But what Atlanta general manager Travis Schlenk did do, besides getting Young, was picking John Collins and Kevin Huerter in back-to-back years with the No. 19 draft pick. On a night when Young struggled to make shots, those two combined for 41 points and 23 rebounds and have looked throughout the Hawks’ run like guys you win with in the playoffs despite not being premium draft picks. 

“It’s been a long couple years,” said Huerter, who made 10-of-18 field goals. “It’s only my third year, but it’s been a long two years of being at the bottom of the East and all you hear is development and guys getting better and preparing for the future. And this year trying to flip a switch, our whole mindset changed and the development process was over.”
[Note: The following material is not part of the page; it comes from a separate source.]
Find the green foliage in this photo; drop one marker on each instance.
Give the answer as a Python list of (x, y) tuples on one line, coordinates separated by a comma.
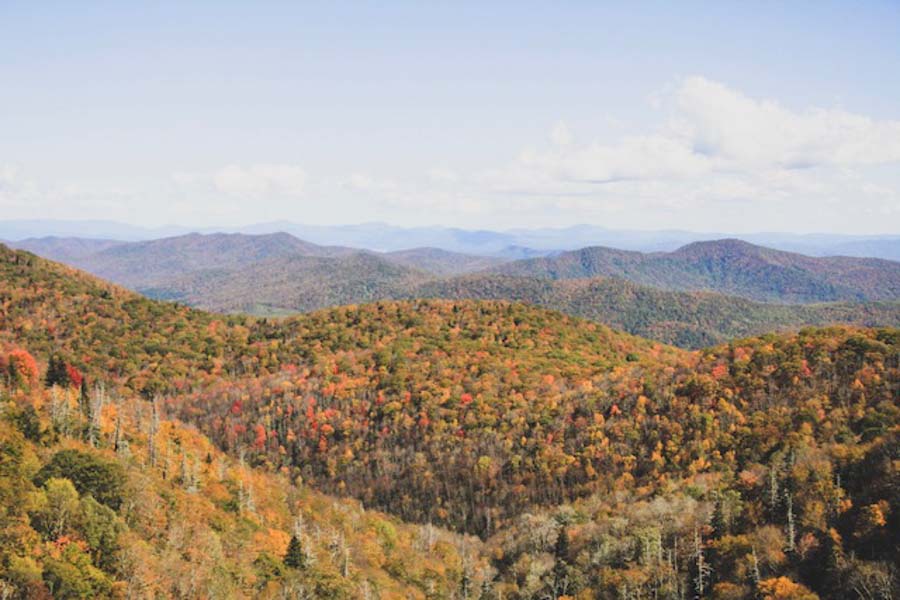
[(102, 479)]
Indeed, when Hawks majority owner Tony Ressler decided to spend free-agent money this past offseason, there were plenty of critics who said Atlanta was rushing their own process and that an ownership mandate to start winning games was irrational. 

It might have looked that way in early March when the Hawks were 14-20, but a coaching change from Lloyd Pierce to Nate McMillan and the subsequence toughness that grew within this team in playing close games has validated everything about how Atlanta chose to rebuild.

Nearly a decade into the “Process,” Philadelphia’s franchise has never felt more aimless. Atlanta’s future has never seemed more promising. And now in the Eastern Conference finals, the present isn’t half bad, either.